Türk Dili

Dil Devrimi ve Milliyetçilik

B
ir memleketin fikir hayatı, ilim seviyesi, bir kelime ile kültürü hakkında umumi bir intiba edinmek istiyorsanız, ele aldığı meselelere ve bunları hallediş tarzlarına bakınız. Bundan daha güzel bir miyar bulamazsınız. Çünkü mühim, hayati, hakiki dâvalar üzerinde icap ettiği şekilde durulacak, halledilebilmeleri için çalışıp didinilecek veya bunlar bir tarafa bırakılacak, hiçbir alâka göremeyecektir.  

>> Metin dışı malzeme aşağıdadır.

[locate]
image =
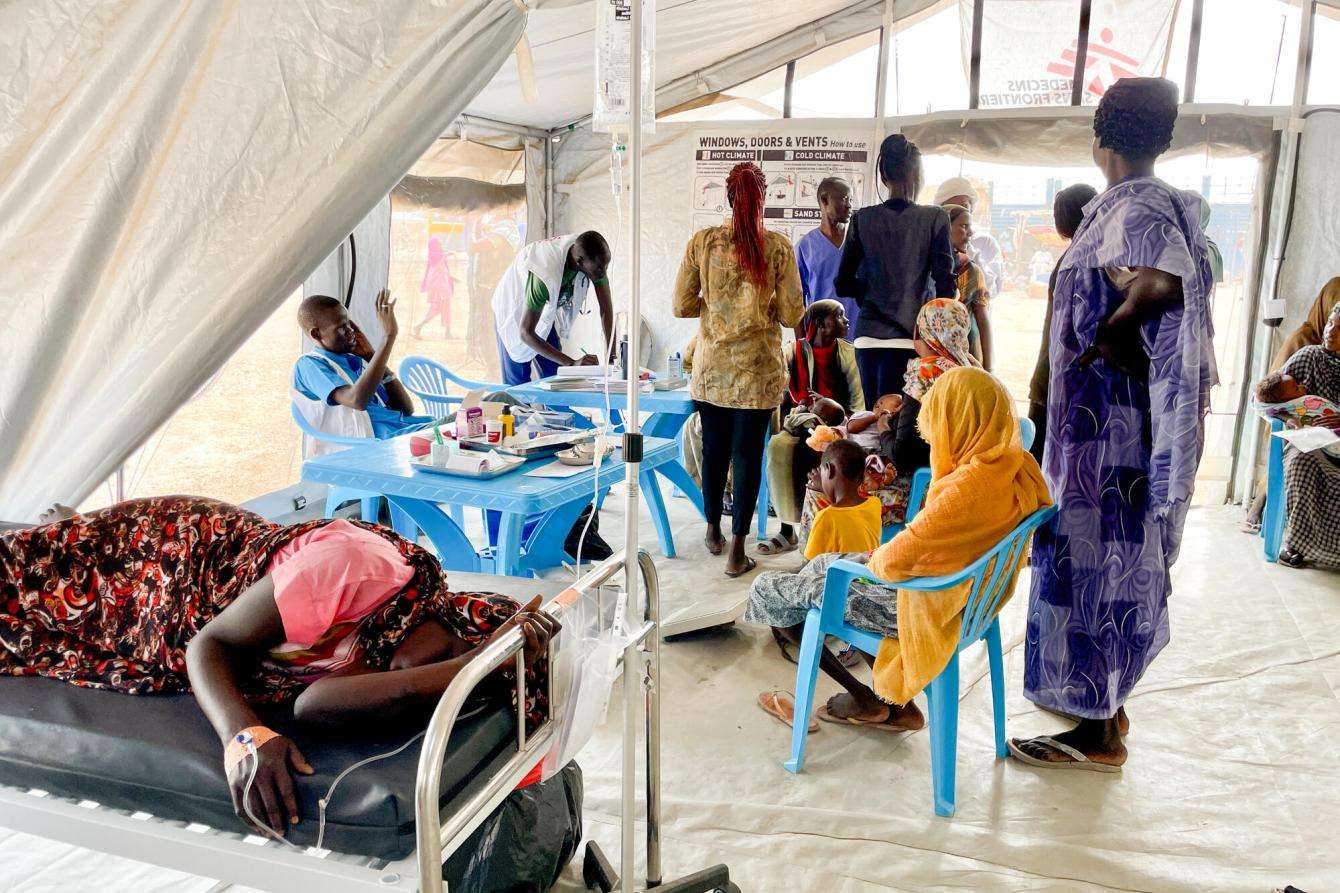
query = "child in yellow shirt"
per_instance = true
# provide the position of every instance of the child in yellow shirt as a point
(850, 523)
(847, 527)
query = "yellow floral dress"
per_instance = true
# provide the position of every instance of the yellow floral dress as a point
(737, 361)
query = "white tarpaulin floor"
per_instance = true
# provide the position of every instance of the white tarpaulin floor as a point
(1230, 786)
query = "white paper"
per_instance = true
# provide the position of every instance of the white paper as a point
(556, 469)
(613, 70)
(1311, 437)
(793, 165)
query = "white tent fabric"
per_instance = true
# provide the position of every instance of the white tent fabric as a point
(702, 46)
(141, 242)
(1309, 259)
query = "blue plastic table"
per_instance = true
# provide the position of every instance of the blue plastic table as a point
(670, 409)
(383, 467)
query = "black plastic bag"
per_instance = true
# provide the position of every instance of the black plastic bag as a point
(524, 846)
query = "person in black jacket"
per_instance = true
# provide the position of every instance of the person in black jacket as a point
(895, 258)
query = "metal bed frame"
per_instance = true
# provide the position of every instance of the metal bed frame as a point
(270, 865)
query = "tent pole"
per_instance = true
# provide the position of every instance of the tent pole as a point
(633, 444)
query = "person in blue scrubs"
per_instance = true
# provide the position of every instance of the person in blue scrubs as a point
(819, 250)
(374, 388)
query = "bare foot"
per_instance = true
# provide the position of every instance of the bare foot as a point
(1095, 739)
(905, 719)
(55, 514)
(739, 563)
(1123, 723)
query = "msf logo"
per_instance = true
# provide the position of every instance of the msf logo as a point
(1103, 67)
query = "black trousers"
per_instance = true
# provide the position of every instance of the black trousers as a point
(882, 370)
(732, 439)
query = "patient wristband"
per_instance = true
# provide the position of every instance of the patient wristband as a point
(243, 743)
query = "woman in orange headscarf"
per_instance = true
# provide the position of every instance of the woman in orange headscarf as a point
(984, 483)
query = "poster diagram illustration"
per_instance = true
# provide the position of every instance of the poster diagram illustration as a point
(793, 166)
(709, 193)
(781, 189)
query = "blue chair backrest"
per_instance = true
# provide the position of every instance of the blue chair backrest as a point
(996, 574)
(921, 479)
(992, 575)
(430, 381)
(1027, 431)
(319, 435)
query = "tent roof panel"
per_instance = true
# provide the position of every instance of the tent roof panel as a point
(690, 35)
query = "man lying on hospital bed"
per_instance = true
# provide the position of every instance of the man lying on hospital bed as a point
(343, 386)
(347, 621)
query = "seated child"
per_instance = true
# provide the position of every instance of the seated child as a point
(882, 478)
(985, 486)
(848, 524)
(863, 427)
(343, 370)
(789, 465)
(1279, 388)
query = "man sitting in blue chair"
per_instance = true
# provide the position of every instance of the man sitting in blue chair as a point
(345, 386)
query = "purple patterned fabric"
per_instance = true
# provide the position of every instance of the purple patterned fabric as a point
(1120, 455)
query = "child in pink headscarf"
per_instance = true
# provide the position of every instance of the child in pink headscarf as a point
(438, 284)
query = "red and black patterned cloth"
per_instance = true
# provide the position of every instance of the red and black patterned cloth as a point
(110, 600)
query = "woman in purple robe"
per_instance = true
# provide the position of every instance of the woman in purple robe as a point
(1132, 366)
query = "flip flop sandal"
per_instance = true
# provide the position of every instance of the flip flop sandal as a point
(850, 657)
(885, 726)
(749, 565)
(1076, 762)
(785, 648)
(777, 546)
(1293, 559)
(781, 705)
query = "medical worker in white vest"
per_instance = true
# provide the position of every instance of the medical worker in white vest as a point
(539, 298)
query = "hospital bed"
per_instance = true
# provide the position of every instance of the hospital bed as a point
(140, 777)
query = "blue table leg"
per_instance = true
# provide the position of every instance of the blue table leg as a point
(508, 553)
(453, 547)
(663, 425)
(680, 476)
(402, 523)
(763, 490)
(647, 479)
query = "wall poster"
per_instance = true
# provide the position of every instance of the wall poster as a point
(793, 164)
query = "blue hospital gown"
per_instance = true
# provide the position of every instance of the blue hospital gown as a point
(1120, 455)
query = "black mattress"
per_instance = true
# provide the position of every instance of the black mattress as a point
(157, 754)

Bunun yerine ya iki kere ikinin dörtten fazla edemiyeceğini isbat kabilinden bedâhetleri münakaşa etmekle vakit geçirilecek veya tâli, teferruâta, şekle âid beylik, sahte, sözde dâvalar bulunup hiçten meseleler çıkarılacaktır. İşte dil etrafındaki münakaşalar ve bunların birer dava haline getirilmesi, bize bu manzarayı hatırlatıyor.  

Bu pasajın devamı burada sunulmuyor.